The array data c(n) obtained on this occasion is the smoothed linear derivative, and indicate the tendency of the gradient of the ionic current (FIG. 6: P3).

Besides, at a step S29, c(0) is stored as the initial value of the PH decision threshold value. At a step S30, the threshold value is successively compared with the array data c(1), c(2), . . . and c(n) stored at the step S28, whereupon the larger value is always updated as the PH decision threshold value at a step S31 (FIG. 6: P4).

When the array data c(n) is less in comparison with the PH decision threshold value at a step S32, the routine proceeds to a step S33, at which the decision counter unit 33 is started. When the value of the PH decision threshold value has been rewritten, the routine proceeds to a step S34, at which the deciding counter is cleared to “0”. When the value of the deciding counter has passed a predetermined value at a step S35, the occurrence of the preignition or the combustion after the ignition is judged by the ionic-current-appearance detection unit 34, and the appearance of the ionic current is decided (step S36) (FIG. 6: P5).

The steps S27-S36 correspond to the convexity detection means 30.

Subject to the decision of the appearance of the ionic current, the array data c(n) into which the linear derivative has been smoothed are integrated from the start point of the domain of the convex part of the ionic current by the preignition decision unit 41, and a position at which the resulting integral value has exceeded a predetermined threshold value is determined as the appearance position IP of the ionic current, while a peak position PK in a period for which the appearance of the ionic current has been decided is found (step S37) and is used for the decision of the preignition or the premonitory phenomenon thereof.

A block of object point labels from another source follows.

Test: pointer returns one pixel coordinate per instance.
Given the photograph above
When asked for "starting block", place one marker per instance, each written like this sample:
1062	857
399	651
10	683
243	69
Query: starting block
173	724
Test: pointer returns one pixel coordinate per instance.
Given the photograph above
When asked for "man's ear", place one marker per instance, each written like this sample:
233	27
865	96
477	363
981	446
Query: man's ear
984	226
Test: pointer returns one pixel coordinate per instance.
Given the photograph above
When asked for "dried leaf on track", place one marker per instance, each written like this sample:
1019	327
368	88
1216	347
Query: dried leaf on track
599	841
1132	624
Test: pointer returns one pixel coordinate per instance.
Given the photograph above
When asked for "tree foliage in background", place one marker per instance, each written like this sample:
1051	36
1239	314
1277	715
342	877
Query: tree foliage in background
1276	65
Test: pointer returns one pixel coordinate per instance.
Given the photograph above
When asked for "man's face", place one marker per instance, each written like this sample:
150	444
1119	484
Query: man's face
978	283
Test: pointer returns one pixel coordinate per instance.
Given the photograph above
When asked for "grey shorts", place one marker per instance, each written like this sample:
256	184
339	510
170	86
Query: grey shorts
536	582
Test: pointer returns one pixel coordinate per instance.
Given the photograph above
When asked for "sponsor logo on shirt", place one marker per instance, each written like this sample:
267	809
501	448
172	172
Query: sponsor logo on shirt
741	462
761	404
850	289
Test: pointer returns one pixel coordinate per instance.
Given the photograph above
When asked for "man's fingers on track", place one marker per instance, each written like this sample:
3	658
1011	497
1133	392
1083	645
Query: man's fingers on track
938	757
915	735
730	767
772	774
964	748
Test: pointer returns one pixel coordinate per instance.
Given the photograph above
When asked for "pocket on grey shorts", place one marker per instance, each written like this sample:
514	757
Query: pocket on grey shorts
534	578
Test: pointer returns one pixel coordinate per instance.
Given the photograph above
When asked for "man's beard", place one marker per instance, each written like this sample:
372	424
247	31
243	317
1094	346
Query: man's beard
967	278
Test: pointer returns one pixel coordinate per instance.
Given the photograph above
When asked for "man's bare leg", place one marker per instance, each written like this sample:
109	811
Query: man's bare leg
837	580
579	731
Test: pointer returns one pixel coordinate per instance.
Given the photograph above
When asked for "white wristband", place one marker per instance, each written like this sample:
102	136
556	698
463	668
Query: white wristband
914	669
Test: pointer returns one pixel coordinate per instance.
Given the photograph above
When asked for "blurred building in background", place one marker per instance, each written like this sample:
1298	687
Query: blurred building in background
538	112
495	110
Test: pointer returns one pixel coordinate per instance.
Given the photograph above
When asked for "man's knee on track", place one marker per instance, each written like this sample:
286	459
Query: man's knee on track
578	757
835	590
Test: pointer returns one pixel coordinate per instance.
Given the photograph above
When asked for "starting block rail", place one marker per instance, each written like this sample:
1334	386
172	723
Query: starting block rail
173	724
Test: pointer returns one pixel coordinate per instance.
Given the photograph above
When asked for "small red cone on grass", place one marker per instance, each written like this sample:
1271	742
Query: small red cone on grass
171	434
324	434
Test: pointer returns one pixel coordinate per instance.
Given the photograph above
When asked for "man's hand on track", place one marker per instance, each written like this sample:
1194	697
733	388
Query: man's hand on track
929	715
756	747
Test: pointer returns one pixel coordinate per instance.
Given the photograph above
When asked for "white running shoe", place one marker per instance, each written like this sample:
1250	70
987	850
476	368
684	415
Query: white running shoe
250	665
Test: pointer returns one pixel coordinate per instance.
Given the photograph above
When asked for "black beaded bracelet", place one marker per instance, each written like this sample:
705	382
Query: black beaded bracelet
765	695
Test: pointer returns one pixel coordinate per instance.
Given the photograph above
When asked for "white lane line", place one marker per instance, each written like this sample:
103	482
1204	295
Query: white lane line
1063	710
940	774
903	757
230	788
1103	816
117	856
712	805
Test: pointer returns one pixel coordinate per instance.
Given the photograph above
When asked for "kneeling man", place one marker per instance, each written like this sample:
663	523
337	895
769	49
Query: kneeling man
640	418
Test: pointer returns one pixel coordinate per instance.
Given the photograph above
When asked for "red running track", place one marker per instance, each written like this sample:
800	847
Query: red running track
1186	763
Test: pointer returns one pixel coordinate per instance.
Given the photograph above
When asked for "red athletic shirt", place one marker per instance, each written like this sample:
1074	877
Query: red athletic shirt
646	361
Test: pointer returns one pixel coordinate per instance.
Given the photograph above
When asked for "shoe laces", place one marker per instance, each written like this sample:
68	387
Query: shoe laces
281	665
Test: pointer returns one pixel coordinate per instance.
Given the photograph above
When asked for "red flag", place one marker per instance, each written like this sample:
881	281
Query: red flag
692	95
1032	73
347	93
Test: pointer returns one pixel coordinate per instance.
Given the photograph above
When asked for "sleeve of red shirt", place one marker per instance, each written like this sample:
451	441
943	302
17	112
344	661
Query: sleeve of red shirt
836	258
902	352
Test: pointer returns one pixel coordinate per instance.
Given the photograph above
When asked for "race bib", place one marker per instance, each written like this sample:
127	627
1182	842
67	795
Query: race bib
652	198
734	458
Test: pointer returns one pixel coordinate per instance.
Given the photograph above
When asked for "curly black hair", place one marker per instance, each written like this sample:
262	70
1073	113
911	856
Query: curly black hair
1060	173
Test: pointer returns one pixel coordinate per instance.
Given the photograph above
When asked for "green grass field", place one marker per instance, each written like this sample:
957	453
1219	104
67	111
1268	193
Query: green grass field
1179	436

At a step S38, if the appearance position IP of the ionic current was detected within the conduction period of a primary current is decided. In a case where the appearance position IP of the ionic current was detected within the conduction period of the primary current, the preignition is decided (step S39). On the other hand, in a case where the appearance position IP of the ionic current was detected after the fall of the ignition, the routine proceeds to a step S40. In the case where the appearance position IP was detected after the fall of the ignition, the premonitory phenomenon of the preignition and ordinary combustion must be discriminated. For this purpose, when the peak position PK of the ionic current is detected at or earlier than a predetermined threshold value, the premonitory phenomenon of the preignition is decided (step S41). The predetermined threshold value is acquired from a map based on the running conditions of the internal combustion engine.

By the way, in a case where “NO” has been judged at the step S35 or S40, it is decided at a step S42 that the preignition or the premonitory phenomenon thereof is not existent.

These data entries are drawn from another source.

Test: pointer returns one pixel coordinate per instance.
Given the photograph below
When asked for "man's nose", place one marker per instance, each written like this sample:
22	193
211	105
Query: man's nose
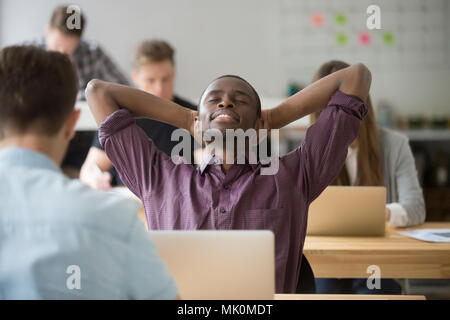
226	103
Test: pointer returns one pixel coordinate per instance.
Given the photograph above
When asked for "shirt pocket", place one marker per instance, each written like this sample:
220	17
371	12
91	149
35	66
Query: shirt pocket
264	219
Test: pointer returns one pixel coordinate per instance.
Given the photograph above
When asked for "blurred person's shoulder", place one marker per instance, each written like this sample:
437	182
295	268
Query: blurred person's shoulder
184	103
391	138
102	210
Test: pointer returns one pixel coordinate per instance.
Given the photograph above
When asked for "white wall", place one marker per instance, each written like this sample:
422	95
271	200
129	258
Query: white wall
216	37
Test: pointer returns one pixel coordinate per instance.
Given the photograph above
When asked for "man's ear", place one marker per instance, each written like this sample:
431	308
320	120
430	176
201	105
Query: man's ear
71	123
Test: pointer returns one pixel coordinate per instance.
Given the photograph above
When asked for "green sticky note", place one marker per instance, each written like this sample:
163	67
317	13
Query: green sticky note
341	39
388	38
341	19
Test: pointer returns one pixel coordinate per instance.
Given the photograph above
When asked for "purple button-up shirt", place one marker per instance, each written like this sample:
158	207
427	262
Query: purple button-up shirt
180	196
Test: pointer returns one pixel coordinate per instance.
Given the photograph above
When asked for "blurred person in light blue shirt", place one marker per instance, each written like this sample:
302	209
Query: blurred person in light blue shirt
59	239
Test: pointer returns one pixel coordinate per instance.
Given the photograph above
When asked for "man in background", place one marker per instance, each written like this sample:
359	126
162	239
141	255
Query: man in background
59	238
153	72
88	57
90	61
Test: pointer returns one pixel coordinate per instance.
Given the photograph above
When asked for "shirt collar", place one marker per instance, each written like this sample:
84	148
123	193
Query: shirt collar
15	156
211	159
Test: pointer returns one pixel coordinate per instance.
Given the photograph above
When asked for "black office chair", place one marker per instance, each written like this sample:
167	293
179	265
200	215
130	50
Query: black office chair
306	281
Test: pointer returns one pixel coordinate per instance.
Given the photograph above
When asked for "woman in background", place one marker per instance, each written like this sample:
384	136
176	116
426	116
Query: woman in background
378	157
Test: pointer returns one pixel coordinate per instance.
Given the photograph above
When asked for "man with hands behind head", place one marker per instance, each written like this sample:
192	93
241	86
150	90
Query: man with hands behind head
221	195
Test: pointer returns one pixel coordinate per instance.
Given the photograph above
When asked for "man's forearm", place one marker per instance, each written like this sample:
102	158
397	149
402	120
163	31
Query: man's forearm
354	80
105	98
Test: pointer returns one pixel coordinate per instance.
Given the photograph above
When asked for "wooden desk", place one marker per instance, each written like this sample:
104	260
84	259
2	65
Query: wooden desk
345	297
397	256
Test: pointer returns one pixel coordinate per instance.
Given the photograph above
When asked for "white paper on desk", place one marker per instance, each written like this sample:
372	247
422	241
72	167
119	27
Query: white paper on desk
123	191
430	235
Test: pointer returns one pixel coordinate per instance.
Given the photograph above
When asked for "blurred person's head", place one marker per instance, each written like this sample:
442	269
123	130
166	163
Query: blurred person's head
154	68
58	36
370	171
229	102
38	92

The steps S37-S42 correspond to the preignition decision means 40.

In the embodiment, the peak-hold threshold values have been successively set for the tendencies of the data changes in the order of the accepted data. However, BH threshold values may well be set from the end position of the data acceptance toward the start position thereof by tracing back time (FIG. 6: P6).

An output on this occasion becomes as shown at P7 in FIG. 6. Therefore, even in the case where the leak current has appeared, only the ionic current which appears with the preignition or the premonitory phenomenon thereof can be detected, so that a detection precision can be enhanced.

In accordance with Embodiment 2, accordingly, the preignition can be detected more precisely even in the case where the leak current has appeared across the electrodes of the ignition plug.

By the way, in Embodiment 2, the decision of the preignition or the premonitory phenomenon thereof has been rendered by employing the linear derivative, but a quadratic derivative may well be obtained in such a way that, after the signal processing by the derivative function unit 35 and the smoothing unit 36, computations are executed by a derivative function unit and a smoothing unit once more.

Values c(n) obtained by smoothing the quadratic derivative indicate the tendency of the concave and convex changes of the ionic current, and a domain where the quadratic derivative values c(n) become minus is led out, whereby only the fluctuation of the ionic current involved in the preignition or the premonitory phenomenon thereof can be extracted without being influenced by a fluctuation attendant upon minute noise or data discretion.

Besides, the strength of the preignition or the premonitory phenomenon thereof can be obtained by calculating the area value of the ionic current within the predetermined period of the ionic current which is based on the preignition or the premonitory phenomenon thereof detected by the ionic-current-appearance detection unit 34 of Embodiment 1 or 2. The reason therefor is that the area value of the preignition or the premonitory phenomenon thereof becomes larger as the strength becomes higher. In this way, the detection strength of the preignition or the premonitory phenomenon thereof can be precisely obtained.

Further, in Embodiment 1 or 2, in the case where the leak current has appeared, the suppression control of the preignition may well be performed without regard to the detection result of the preignition or the premonitory phenomenon thereof. It has been known that the preignition occurs by the cause of soot which has adhered to a locally overheated place, for example, around the firing part of the ignition plug 6 or within the combustion chamber. Since the leak current appears in case of the adhesion of the soot to the ignition plug 6, the appearance of the leak current indicates a state where the preignition is liable to occur. In the case of the appearance of the leak current, therefore, the occurrence of the preignition can be suppressed beforehand by performing the preignition suppression control.

Embodiment 3

In Embodiment 1 or 2, the detection of the preignition or the premonitory phenomenon thereof has been performed by disposing the single ignition plug 6 in one combustion chamber. However, the detection of the preignition or the premonitory phenomenon thereof may well be performed by disposing a plurality of ignition plugs in one combustion chamber.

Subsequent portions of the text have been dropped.